The nature reserve is open to visitors at all times.
Some of the trails and public footpaths are suitable for pushchairs and wheelchairs and can be accessed using a Radar key, but other sections have squeeze-gates, steps and stiles. Please speak to a ranger or volunteer for advice about routes and weather conditions.
The car park is next to the Visitors' Centre and holds around 40 vehicles. Coaches need to book in advance.
The Visitors' Centre is open from approximately 10am to 5pm most days (except Christmas Day). Please note that as it is run by volunteers, we cannot guarantee it will always be open. The voluntary wardens can answer any questions you have to help you get the most from your visit. You can also pick up information leaflets and maps of the reserve and other local attractions.
In the centre you can also find:
a range of light refreshments
an up-to-date sightings board/book – feel free to call in at the end of your visit and tell us what you’ve seen
a viewing window of the feeding station and the meadow, equipped with binoculars and telescopes
a children’s corner with activities for younger visitors
bird food and Paxton Reserve Honey for sale.

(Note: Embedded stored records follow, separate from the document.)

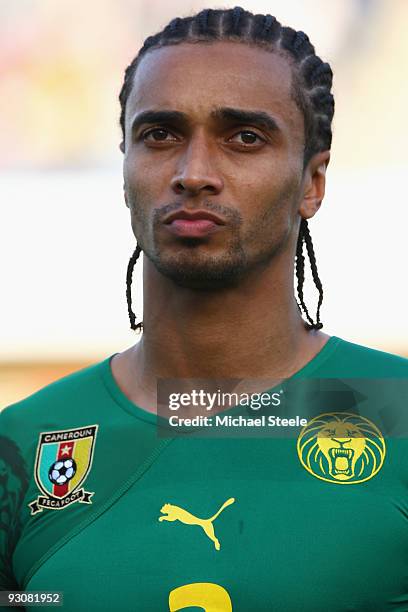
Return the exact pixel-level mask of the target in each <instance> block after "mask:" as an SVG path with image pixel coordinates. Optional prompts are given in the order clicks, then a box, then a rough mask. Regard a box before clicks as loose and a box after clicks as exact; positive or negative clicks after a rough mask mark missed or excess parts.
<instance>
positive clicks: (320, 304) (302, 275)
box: [296, 218, 323, 329]
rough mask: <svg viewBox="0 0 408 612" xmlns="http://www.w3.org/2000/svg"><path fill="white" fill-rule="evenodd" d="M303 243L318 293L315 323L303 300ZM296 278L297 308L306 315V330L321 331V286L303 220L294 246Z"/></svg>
mask: <svg viewBox="0 0 408 612" xmlns="http://www.w3.org/2000/svg"><path fill="white" fill-rule="evenodd" d="M303 242H305V243H306V250H307V254H308V255H309V260H310V267H311V269H312V277H313V280H314V283H315V285H316V287H317V289H318V291H319V301H318V304H317V315H316V323H314V322H313V319H312V318H311V317H310V315H309V311H308V309H307V307H306V304H305V302H304V299H303V283H304V280H305V258H304V256H303ZM296 276H297V279H298V284H297V292H298V297H299V302H300V304H299V303H298V307H299V310H300V312H302V310H303V312H304V313H305V315H306V318H307V320H308V321H309V323H305V326H306V328H307V329H321V328H322V327H323V323H321V321H320V306H321V305H322V301H323V286H322V283H321V281H320V278H319V275H318V273H317V266H316V257H315V254H314V249H313V243H312V238H311V236H310V232H309V227H308V224H307V219H303V218H302V220H301V222H300V229H299V238H298V241H297V246H296Z"/></svg>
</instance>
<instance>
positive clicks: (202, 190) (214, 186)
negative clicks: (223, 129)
mask: <svg viewBox="0 0 408 612" xmlns="http://www.w3.org/2000/svg"><path fill="white" fill-rule="evenodd" d="M171 187H172V189H173V191H174V192H175V193H177V194H180V193H183V192H184V191H188V192H189V193H190V194H193V195H194V194H197V193H200V192H201V191H203V190H208V191H210V192H211V193H212V194H214V195H216V194H218V193H220V192H221V191H222V188H223V181H222V178H221V176H220V174H219V172H218V171H217V168H216V163H215V160H214V151H213V149H212V147H211V143H210V142H209V140H208V138H207V137H206V136H205V135H204V134H196V135H194V136H193V137H192V138H191V140H190V142H189V144H188V146H187V148H186V149H185V152H184V155H183V156H182V157H180V158H179V159H178V163H177V172H176V174H175V176H174V177H173V178H172V180H171Z"/></svg>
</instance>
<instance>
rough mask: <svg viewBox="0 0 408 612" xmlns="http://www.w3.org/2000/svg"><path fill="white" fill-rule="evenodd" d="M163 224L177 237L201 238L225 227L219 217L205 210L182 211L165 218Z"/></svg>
mask: <svg viewBox="0 0 408 612" xmlns="http://www.w3.org/2000/svg"><path fill="white" fill-rule="evenodd" d="M163 224H164V227H166V229H168V230H169V231H170V232H171V233H172V234H175V235H177V236H188V237H189V238H200V237H202V236H205V235H207V234H211V233H214V232H216V231H218V230H220V229H221V228H222V227H223V226H224V225H225V221H224V220H223V219H222V218H221V217H219V216H218V215H216V214H214V213H211V212H207V211H204V210H203V211H201V210H196V211H187V210H181V211H176V212H174V213H171V214H170V215H168V216H167V217H165V219H164V221H163Z"/></svg>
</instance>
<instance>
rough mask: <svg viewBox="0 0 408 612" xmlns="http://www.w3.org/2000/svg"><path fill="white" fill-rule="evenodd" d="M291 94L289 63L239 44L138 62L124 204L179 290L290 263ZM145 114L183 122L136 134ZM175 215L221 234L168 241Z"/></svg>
mask: <svg viewBox="0 0 408 612" xmlns="http://www.w3.org/2000/svg"><path fill="white" fill-rule="evenodd" d="M291 87H292V75H291V68H290V65H289V63H288V61H287V60H286V59H285V58H283V57H281V56H279V55H276V54H273V53H270V52H269V51H266V50H264V49H259V48H253V47H249V46H247V45H244V44H240V43H235V42H216V43H212V44H194V45H193V44H188V43H184V44H179V45H175V46H169V47H163V48H162V49H156V50H154V51H152V52H148V53H147V54H146V55H145V56H144V57H143V59H142V60H141V62H140V64H139V66H138V68H137V71H136V75H135V78H134V83H133V87H132V91H131V94H130V96H129V99H128V101H127V105H126V145H125V151H124V152H125V158H124V185H125V198H126V204H127V206H128V207H129V209H130V212H131V222H132V228H133V232H134V234H135V237H136V239H137V242H138V244H139V245H140V247H141V248H142V249H143V251H144V253H145V254H146V256H147V257H148V258H149V259H150V260H151V261H152V262H153V263H154V265H155V266H156V268H157V269H158V270H159V272H161V273H162V274H164V275H165V276H166V277H168V278H170V279H172V280H173V281H174V282H175V283H177V284H178V285H181V286H184V287H191V288H195V289H215V288H217V287H225V286H231V285H235V284H237V283H239V282H240V281H241V280H242V279H243V278H244V277H245V276H246V275H247V274H249V273H251V272H253V271H255V270H256V269H257V268H258V267H259V266H265V265H269V264H270V263H271V261H272V260H273V258H274V256H276V254H277V253H284V252H289V251H290V253H292V254H293V250H294V245H295V242H296V232H297V229H298V224H297V223H298V208H299V203H300V201H301V198H302V168H303V145H304V124H303V116H302V113H301V111H300V110H299V109H298V107H297V106H296V104H295V102H294V100H293V99H292V97H291ZM221 107H222V108H224V107H228V108H234V109H239V110H244V111H263V112H264V113H267V114H268V115H269V116H271V117H272V118H273V120H274V123H275V124H276V125H275V127H271V126H269V127H267V126H264V125H260V124H258V123H257V122H255V121H253V120H252V121H242V120H238V119H236V118H231V117H227V116H225V115H217V116H214V115H213V114H212V111H214V110H215V109H217V108H221ZM147 110H149V111H150V110H154V111H164V110H166V111H168V110H171V111H178V112H180V113H183V115H184V117H180V118H179V119H177V120H171V121H163V120H160V121H155V122H151V121H149V122H147V123H146V122H145V123H142V124H139V125H134V120H135V118H136V116H138V115H139V114H140V113H142V112H144V111H147ZM153 129H154V130H155V131H151V130H153ZM248 132H249V133H248ZM182 208H184V209H186V210H189V211H191V210H207V211H210V212H214V213H216V214H218V215H219V216H221V217H222V218H223V220H224V224H223V225H218V226H216V227H215V228H213V229H214V230H215V231H209V232H208V233H205V234H203V235H201V236H198V237H197V236H196V237H191V236H186V235H183V234H180V233H177V232H176V233H175V232H174V231H172V230H171V229H170V225H169V224H166V223H165V222H164V219H165V217H166V216H168V215H169V213H171V212H174V211H178V210H181V209H182Z"/></svg>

Toilets are located at the Visitors’ Centre. They are open every day and during the evening when there are events or visiting groups.
There is disabled parking in the car park and wheelchair access to the Visitor’s Centre and toilets. There is also one disabled toilet. Some of the reserve is suitable for wheelchairs via Radar gates, including the Hayden Hide, but other sections have squeeze-gates, steps and stiles.

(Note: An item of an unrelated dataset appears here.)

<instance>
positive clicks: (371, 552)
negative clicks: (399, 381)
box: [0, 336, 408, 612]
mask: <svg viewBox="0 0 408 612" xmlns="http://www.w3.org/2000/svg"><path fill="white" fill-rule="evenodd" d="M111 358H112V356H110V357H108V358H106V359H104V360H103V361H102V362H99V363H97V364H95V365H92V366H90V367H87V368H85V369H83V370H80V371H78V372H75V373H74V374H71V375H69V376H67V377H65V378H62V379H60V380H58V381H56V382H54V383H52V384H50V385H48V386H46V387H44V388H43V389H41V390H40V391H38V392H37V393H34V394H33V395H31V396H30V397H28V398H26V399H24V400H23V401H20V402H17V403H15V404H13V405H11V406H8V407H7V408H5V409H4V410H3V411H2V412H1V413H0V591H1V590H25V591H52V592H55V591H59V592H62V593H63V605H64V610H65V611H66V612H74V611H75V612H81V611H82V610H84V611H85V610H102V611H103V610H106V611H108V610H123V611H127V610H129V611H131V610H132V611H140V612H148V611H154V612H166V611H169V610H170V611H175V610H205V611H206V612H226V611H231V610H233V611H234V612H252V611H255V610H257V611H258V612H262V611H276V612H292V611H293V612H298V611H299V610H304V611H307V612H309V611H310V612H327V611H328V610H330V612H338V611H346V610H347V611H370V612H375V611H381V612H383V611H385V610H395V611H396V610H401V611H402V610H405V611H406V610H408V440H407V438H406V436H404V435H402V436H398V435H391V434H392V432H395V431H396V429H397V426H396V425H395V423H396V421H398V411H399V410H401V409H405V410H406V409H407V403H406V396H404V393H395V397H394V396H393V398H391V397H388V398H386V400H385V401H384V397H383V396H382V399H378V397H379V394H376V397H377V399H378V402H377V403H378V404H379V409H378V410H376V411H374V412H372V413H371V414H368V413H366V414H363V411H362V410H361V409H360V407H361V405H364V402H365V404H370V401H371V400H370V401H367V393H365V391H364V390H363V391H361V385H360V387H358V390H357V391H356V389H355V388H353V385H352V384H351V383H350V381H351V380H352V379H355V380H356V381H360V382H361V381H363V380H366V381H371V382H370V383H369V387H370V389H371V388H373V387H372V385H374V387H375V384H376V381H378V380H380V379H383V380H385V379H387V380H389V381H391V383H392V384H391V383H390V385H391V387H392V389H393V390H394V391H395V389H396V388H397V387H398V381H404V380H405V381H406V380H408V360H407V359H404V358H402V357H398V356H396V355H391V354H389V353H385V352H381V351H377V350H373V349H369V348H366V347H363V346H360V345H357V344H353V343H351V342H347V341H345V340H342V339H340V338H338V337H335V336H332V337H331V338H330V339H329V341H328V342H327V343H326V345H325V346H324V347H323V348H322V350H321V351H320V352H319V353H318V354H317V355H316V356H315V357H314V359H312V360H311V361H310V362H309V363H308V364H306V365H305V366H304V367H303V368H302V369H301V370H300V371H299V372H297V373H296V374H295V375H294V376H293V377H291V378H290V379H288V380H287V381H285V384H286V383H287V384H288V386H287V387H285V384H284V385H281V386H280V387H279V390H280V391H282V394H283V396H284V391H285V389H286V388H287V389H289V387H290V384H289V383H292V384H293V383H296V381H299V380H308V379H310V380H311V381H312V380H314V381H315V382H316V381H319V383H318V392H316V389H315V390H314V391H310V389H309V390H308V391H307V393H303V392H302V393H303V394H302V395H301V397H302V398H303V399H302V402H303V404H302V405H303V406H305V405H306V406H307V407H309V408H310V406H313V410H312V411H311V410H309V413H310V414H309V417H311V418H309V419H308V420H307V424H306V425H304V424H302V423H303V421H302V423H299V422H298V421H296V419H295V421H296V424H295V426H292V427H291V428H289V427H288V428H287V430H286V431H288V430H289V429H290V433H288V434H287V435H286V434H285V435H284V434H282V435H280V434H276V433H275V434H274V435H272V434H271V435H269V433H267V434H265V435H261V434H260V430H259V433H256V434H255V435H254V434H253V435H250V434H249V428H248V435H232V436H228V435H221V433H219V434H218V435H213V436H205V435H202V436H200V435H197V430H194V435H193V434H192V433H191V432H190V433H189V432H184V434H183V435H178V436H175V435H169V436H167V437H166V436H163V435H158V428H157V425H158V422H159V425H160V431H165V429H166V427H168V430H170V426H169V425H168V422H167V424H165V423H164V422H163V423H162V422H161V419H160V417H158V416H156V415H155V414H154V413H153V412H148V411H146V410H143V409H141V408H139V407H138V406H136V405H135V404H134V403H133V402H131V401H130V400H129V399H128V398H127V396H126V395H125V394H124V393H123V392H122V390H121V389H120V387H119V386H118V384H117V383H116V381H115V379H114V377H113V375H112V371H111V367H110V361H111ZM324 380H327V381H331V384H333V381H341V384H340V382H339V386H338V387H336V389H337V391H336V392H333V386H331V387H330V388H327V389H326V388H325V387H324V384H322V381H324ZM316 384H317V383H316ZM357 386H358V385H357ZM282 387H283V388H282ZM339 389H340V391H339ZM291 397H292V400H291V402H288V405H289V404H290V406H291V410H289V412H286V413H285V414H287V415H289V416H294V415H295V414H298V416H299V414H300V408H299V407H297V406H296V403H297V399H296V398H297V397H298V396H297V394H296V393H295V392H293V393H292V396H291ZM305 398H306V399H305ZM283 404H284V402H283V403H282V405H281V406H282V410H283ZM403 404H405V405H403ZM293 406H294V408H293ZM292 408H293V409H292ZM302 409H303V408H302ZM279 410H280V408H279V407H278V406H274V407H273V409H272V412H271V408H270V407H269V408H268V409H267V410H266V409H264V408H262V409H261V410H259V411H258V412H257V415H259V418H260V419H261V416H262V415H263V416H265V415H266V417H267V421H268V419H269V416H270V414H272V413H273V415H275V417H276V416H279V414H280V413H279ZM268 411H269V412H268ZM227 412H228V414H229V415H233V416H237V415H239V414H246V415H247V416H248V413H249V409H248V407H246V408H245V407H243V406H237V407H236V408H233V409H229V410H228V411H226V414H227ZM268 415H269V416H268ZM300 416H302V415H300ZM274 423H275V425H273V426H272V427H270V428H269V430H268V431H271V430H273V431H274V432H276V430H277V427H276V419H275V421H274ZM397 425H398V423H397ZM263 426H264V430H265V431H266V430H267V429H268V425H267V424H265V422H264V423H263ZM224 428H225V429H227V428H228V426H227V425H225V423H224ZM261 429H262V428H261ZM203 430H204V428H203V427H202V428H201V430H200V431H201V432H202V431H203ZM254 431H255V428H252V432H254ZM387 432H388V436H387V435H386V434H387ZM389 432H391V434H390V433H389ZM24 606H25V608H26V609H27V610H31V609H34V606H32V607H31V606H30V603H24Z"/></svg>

Many of the paths, such as the Heron Trail and around the Hayling Lake, are accessible to wheelchairs but can become muddy during wet weather. Radar keys are sold in the Visitors’ Centre.

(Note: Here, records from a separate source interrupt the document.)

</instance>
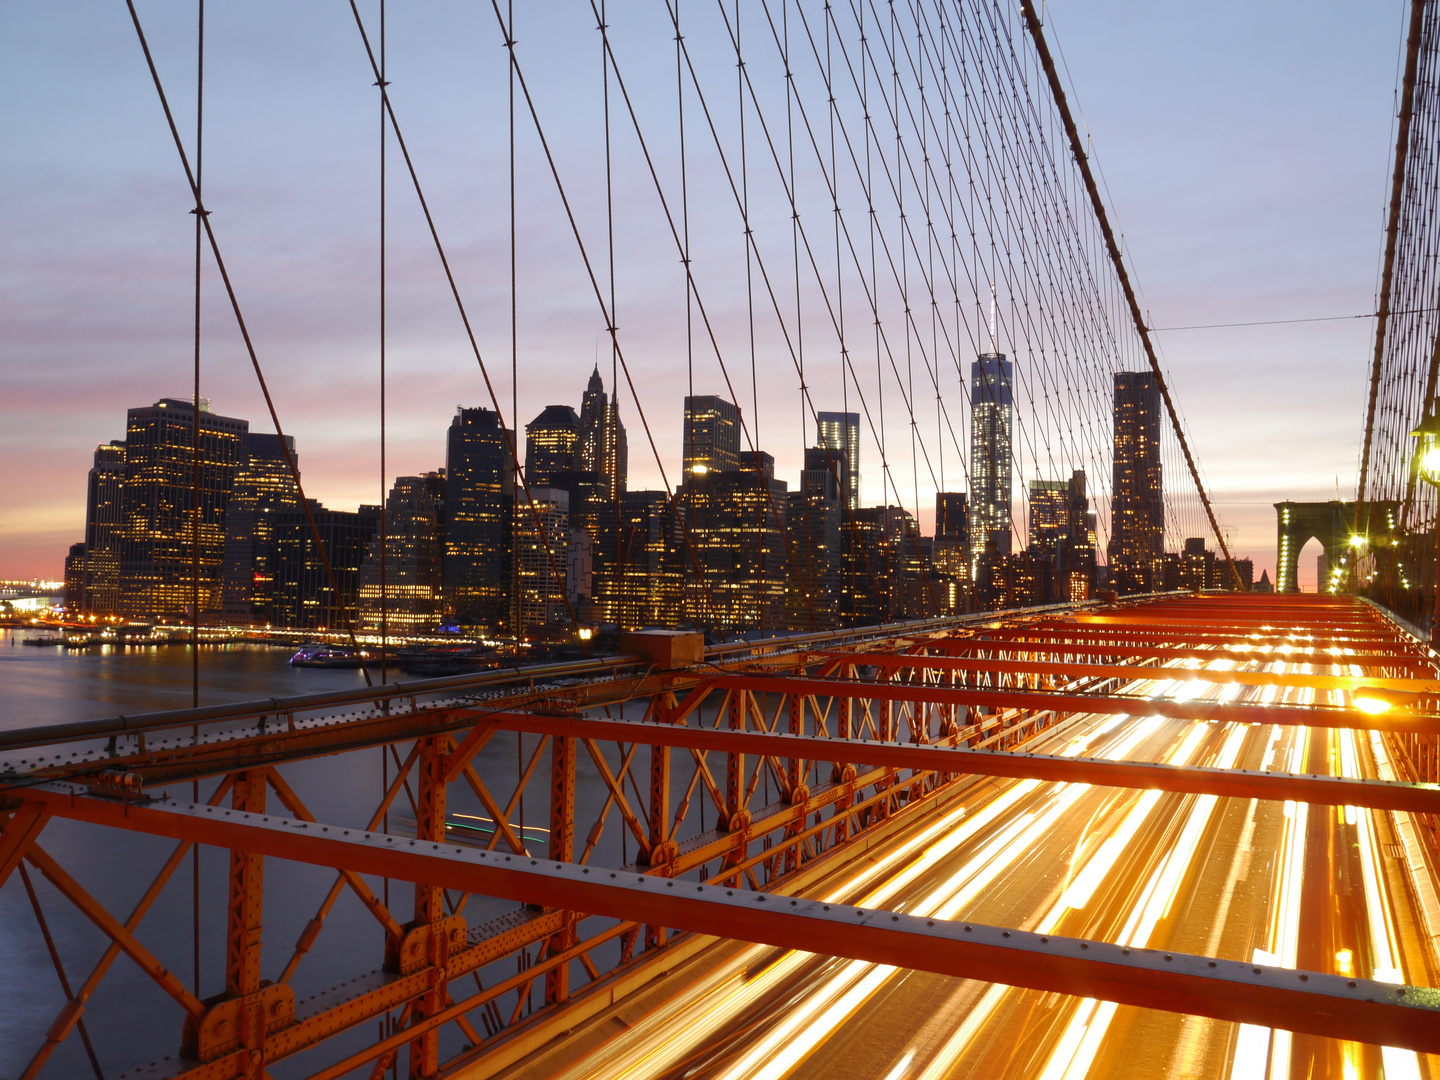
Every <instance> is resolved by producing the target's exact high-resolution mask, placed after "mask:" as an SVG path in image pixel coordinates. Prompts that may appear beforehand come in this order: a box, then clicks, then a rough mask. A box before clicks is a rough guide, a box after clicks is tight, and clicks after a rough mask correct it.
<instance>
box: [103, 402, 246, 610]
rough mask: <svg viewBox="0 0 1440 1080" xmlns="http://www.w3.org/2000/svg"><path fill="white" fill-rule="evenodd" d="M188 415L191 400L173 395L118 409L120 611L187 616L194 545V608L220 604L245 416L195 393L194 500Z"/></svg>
mask: <svg viewBox="0 0 1440 1080" xmlns="http://www.w3.org/2000/svg"><path fill="white" fill-rule="evenodd" d="M194 419H196V410H194V406H193V405H192V403H190V402H186V400H179V399H173V397H167V399H163V400H158V402H156V403H154V405H151V406H147V408H143V409H130V410H128V413H127V416H125V474H124V485H122V495H121V505H122V511H121V513H122V518H124V524H122V526H121V543H120V612H121V613H122V615H125V616H127V618H132V619H174V621H179V619H181V618H184V616H186V615H187V612H189V611H190V606H192V599H193V588H194V586H193V585H192V579H193V572H194V550H196V547H199V567H200V572H199V593H200V611H202V612H209V611H217V609H219V606H220V595H222V570H223V560H225V511H226V507H228V503H229V497H230V488H232V485H233V481H235V474H236V471H238V469H239V467H240V462H242V461H243V459H245V435H246V433H248V432H249V422H248V420H239V419H235V418H232V416H217V415H216V413H213V412H210V410H209V402H206V400H203V399H202V402H200V477H199V500H196V498H194V495H196V491H194V475H193V461H192V456H193V425H194ZM196 541H199V543H197V544H196Z"/></svg>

There is an electrical wheelchair which you can borrow from the Visitor’s Centre free of charge - you will need to leave your car keys as a deposit. Please ask the rangers if you would like to use this.
What to wear?
We recommend you wear wellingtons or stout walking shoes in wet weather, especially when using the Meadow Trail, the River Trail, the Sailing Lake trail or the Ouse Valley Way. The Heron Trail remains relatively dry in all but the worst weather conditions.